In veel lidstaten is het coördinatieproces van de nationale standpuntbepaling van invloed op de wijze waarop de subsidiariteitstoets wordt uitgevoerd, namelijk of decentraal (door de departementen of expertgroepen) of centraal (in ministeries van Algemene Zaken of Buitenlandse Zaken, de Permanente Vertegenwoordiging bij de EU). Dit is dan vooral een zaak van de executieve, terwijl het parlement (desgevraagd) informatie krijgt. Er zijn evenwel ook lidstaten waar het parlement al in een vroeg stadium wordt betrokken of zelfs deelneemt in het coördinatieproces voor de nationale standpuntbepaling.

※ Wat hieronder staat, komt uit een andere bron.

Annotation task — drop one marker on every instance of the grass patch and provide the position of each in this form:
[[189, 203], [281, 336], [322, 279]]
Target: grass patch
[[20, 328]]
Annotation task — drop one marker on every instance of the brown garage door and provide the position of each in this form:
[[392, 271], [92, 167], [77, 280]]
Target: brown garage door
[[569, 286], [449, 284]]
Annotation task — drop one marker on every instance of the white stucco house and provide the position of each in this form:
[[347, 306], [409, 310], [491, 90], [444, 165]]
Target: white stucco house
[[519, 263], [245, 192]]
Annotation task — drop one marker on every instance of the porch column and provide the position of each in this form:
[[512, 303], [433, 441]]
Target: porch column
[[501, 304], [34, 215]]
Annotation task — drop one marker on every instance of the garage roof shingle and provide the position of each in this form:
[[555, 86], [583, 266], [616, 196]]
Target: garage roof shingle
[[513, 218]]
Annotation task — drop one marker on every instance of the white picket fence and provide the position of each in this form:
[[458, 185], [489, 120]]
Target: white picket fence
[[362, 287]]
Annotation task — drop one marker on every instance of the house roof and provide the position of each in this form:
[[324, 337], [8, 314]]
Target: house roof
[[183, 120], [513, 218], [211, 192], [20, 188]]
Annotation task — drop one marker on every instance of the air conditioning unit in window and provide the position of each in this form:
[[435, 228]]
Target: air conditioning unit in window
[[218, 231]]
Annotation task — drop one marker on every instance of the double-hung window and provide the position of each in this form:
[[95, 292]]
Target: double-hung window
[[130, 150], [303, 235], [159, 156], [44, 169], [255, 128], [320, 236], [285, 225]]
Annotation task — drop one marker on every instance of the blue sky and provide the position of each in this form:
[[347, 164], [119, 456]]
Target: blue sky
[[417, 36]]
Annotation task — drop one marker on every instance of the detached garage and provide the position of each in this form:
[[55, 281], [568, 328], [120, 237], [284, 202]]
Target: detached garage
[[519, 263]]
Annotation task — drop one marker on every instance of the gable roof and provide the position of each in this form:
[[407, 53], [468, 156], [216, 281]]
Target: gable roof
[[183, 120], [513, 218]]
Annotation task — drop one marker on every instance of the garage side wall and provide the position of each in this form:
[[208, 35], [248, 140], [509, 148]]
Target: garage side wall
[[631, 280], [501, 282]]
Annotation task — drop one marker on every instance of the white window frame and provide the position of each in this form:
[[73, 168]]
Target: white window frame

Tenslotte wordt in enkele lidstaten gebruik gemaakt van een digitaal opslag- en informatiesysteem dat voor alle relevante betrokkenen toegankelijk zou moeten zijn. Daarbij wordt ook duidelijk gemaakt dat het uiterst arbeidsintensief blijft. Dit bevestigt mijn mededeling in de brief van 2007 dat de benodigde inzet van capaciteit voor een dergelijk systeem nog steeds niet in verhouding staat tot de daarmee te bereiken meerwaarde.
Nederland bevindt zich met zijn subsidiariteits- en proportionaliteitstoets in een kleine groep lidstaten met een systematische toetsing van subsidiariteit, proportionaliteit en politieke opportuniteit van Commissievoorstellen, waarbij de Nederlandse toets wellicht het breedst gedragen – met betrokkenheid in de afstemming van alle ministeries - en meest gestructureerd is. In dit verband verdient het aanbeveling oog te houden voor nieuwe ontwikkelingen en waar nodig pragmatisme en flexibiliteit te betrachten. Voor nieuwe en voor Nederland belangrijke voorstellen van de Commissie is daartoe in deze brief een poging ondernomen.
Ondanks de vastgestelde indrukwekkende diversiteit aan constitutionele verhoudingen in alle lidstaten is het Protocol betreffende de toepassing van de subsidiariteits- en proportionaliteitsbeginselen toch in alle zevenentwintig lidstaten aanleiding geweest tot het starten van een passend toezichtsmodel, in de uitvoerende macht en/of het parlement, dat (in meer of mindere mate) aandacht afdwingt voor de zin van Europese wet- en regelgeving. Samen met de informatiefunctie en proactieve opstelling van de COSAC geeft dit reden te verwachten dat de nieuwe controleprocedures die het Verdrag van Lissabon zal bieden voor de nationale parlementen ook daadwerkelijk zullen kunnen werken.